I saw Pasquale two months later. They’d put him on truck detail. He hauled all sorts of stuff—legal and illegal—for the Licciardi family businesses. Or at least that’s what they said. The best tailor in the world was driving trucks for the Camorra, back and forth between Secondigliano and Lago di Garda. He asked me to lunch and gave me a ride in his enormous vehicle. His hands were red, his knuckles split. As with every truck driver who grips a steering wheel for hours, his hands freeze up and his circulation is bad. His expression was troubled; he’d chosen the job out of spite, out of spite for his destiny, a kick in the ass of his life. But you can’t tolerate things indefinitely, even if walking away means you’re worse off. During lunch he got up to go say hello to some of his accomplices, leaving his wallet on the table. A folded-up page from a newspaper fell out. I opened it. It was a photograph, a cover shot of Angelina Jolie dressed in white. She was wearing the suit Pasquale had made, the jacket caressing her bare skin. You need talent to dress skin without hiding it; the fabric has to follow the body, has to be designed to trace its movements.
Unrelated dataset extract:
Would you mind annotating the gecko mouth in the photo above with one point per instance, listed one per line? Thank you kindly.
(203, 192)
I’m sure that every once in a while, when he’s alone, maybe when he’s finished eating, when the children have fallen asleep on the couch, worn-out from playing, while his wife is talking on the phone with her mother before starting on the dishes, right at that moment Pasquale opens his wallet and stares at that newspaper photo. And I’m sure that he’s happy as he looks at the masterpiece he created with his own hands. A rabid happiness. But no one will ever know.
*Post-Fordism is a mode of production that favors more flexible manufacturing practices and less hierarchical social dynamics than those developed in the assembly-line methods of Henry Ford’s factories.—Trans.
THE SYSTEM
The huge international clothing market, the vast archipelago of Italian elegance, is fed by the System. With its companies, men, and products, the System has reached every corner of the globe. System—a term everyone here understands, but that still needs decoding elsewhere, an obscure reference for anyone unfamiliar with the power dynamics of the criminal economy. Camorra is a nonexistent word, a term of contempt used by narcs and judges, journalists and scriptwriters; it’s a generic indication, a scholarly term, relegated to history—a name that makes Camorristi smile. The word clan members use is System—”I belong to the Secondigliano System”—an eloquent term, a mechanism rather than a structure. The criminal organization coincides directly with the economy, and the dialectic of commerce is the framework of the clans.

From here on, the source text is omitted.